There are no Candidos named in Lynne Bowen's historical tribute to the first generations of Italians who helped build Canada. But they are there all the same. In the smelters of Trail, in the dry grasslands of Kamloops, in the burgeoning days of early Vancouver... Whoever Gives Us Bread traces the trails of Italian Canadians and in doing so, fills in the sketches we have of part of my family's early history in Canada.
"Among the Italians who were offending the sensibilites of middle-class Vancouverites," writes Bowen, "were men from Friuli, a region that had exported over fifty thousand of its people in that one year of 1913." My great grandfather, around about that time, was one of them. Leaving the slow starvation of a country that couldn't afford to feed them, Canada offered opportunity for those willing to get their hands, and their lungs, dirty.

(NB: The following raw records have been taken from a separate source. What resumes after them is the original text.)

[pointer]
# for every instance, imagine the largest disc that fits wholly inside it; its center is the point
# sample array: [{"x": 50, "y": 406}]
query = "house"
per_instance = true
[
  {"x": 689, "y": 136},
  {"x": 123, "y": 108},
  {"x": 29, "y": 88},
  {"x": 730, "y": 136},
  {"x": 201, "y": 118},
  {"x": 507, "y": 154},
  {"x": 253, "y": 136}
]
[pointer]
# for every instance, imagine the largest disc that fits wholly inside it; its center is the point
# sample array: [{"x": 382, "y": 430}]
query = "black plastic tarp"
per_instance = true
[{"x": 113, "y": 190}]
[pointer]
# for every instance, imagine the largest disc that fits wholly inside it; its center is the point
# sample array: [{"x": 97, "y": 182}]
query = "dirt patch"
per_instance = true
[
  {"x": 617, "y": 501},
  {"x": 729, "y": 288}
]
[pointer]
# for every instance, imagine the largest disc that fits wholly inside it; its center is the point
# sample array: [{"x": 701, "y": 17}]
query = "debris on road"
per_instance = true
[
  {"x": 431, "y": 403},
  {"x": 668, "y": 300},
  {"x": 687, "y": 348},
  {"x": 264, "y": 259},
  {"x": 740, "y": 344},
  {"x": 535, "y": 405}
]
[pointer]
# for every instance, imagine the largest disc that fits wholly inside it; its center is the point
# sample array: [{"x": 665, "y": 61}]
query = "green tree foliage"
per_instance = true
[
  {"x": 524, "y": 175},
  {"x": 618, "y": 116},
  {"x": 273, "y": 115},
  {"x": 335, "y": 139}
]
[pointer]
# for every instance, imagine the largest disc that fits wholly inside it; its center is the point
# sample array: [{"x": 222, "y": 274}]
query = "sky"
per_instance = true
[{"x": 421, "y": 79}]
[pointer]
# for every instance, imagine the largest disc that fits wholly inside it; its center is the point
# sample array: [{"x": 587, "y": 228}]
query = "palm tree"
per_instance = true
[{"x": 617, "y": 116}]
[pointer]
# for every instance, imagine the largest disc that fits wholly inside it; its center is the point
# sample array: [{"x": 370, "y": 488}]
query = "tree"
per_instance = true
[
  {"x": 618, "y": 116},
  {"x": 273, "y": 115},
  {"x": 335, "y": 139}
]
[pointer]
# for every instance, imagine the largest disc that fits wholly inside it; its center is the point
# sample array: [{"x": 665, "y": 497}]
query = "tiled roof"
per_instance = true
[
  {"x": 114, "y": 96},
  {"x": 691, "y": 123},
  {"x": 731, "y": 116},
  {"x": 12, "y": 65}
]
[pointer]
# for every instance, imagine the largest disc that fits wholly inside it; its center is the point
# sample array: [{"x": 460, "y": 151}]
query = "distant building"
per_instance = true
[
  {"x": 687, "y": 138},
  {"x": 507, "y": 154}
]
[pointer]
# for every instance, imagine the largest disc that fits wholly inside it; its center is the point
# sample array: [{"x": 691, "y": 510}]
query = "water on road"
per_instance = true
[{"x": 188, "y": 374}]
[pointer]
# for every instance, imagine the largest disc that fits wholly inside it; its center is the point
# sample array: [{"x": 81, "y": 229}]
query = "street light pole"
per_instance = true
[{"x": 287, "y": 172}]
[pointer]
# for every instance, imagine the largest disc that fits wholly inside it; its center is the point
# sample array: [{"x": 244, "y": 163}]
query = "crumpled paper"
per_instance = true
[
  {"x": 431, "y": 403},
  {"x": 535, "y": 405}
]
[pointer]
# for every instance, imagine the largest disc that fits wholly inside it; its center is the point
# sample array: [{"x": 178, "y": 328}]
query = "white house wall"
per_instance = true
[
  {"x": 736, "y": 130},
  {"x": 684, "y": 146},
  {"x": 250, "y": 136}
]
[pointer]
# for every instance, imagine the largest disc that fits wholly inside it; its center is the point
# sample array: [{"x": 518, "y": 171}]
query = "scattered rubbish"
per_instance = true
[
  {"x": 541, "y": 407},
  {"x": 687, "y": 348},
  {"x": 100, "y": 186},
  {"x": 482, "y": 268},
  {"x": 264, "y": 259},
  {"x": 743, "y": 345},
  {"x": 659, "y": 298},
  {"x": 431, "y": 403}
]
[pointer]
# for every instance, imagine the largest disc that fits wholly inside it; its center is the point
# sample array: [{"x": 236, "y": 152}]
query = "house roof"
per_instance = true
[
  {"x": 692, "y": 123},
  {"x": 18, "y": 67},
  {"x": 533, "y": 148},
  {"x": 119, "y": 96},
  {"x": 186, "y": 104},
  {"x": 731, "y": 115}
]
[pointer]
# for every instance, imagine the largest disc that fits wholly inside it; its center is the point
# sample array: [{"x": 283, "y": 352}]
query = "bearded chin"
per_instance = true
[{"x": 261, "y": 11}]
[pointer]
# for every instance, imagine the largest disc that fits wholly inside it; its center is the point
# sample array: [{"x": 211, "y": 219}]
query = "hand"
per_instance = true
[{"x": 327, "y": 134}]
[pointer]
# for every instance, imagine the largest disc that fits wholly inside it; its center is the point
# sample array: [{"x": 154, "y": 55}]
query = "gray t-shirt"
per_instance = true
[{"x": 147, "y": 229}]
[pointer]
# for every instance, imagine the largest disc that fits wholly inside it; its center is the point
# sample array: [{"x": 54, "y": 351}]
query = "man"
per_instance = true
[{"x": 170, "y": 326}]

My great grandfather made his first stop in Trail, to work in the smelter. As my father says: "But he didn't like that, he was a horseman, he wanted to be outdoors." He moved on to Kamloops, found work as a city labourman, saved up and brought his wife and children to Canada as soon as he could pay their passage. Although he escaped the debilitating effects of lead absorption common to smelter workers, his life ended tragically, with his abdomen fatally punctured when he fell from his horse onto a fencepost. He left behind seven children all of whom were living examples of the generation raised, as Bowen observes of others in her book, to appreciate their heritage, but also to be "whole heartedly Canadian."
Bowen's clear look back affirms one thing we've always known in our family: no one gave Italians like my great grandfather their bread in Canada. They earned it. Every bite.